Das Formen der Magnetfeldorientierung ist die am häufigsten verwendete Methode, um anisotrope Magnete zu erhalten, indem die Wechselwirkung zwischen Magnetpulver und externem Magnetfeld genutzt wird, um die leichte Magnetisierungsrichtung von Pulverpartikeln so anzuordnen, dass sie mit der endgültigen Magnetisierungsrichtung von Magneten übereinstimmen. Der Pulverherstellungsprozess bricht die Nd-Fe-B-Legierung in Einkristallteilchen, die wiederum uniaxial anisotrop sind, wobei jedes Teilchen nur eine magnetische Achse -- die c-Achse der Hauptphasenzelle hat. Das Pulver wird locker in die Form gefüllt, und die Fülldichte beträgt etwa 25 Prozent -30 Prozent der tatsächlichen Dichte. Unter der Wirkung des externen Magnetfelds über 0,8 A/m ändern sich die Pulverpartikel von mehreren Domänen zu einzelnen Domänen, und die Richtung der leichten Magnetisierung wird durch Rotation oder Bewegung an die Richtung des externen Magnetfelds angepasst .

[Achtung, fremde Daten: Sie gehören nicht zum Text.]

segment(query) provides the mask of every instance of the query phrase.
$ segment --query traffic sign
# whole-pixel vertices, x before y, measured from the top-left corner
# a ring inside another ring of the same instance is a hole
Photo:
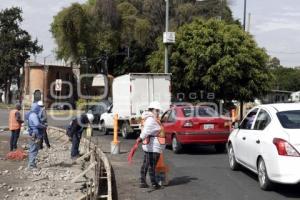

In der industriellen Produktion werden die Pressumformverfahren in einmaliges Umformen und zweimaliges Umformen unterteilt.
Eine Umformpresse kann eine unidirektionale Presse (Druck beträgt im Allgemeinen 50-100 MPa, die Dichte des Knüppels beträgt 55 Prozent -60 Prozent der tatsächlichen Dichte) oder eine kaltisostatische Presse (Druck beträgt im Allgemeinen 200 MPa, die Dichte von der Knüppel hat 60 Prozent der tatsächlichen Dichte).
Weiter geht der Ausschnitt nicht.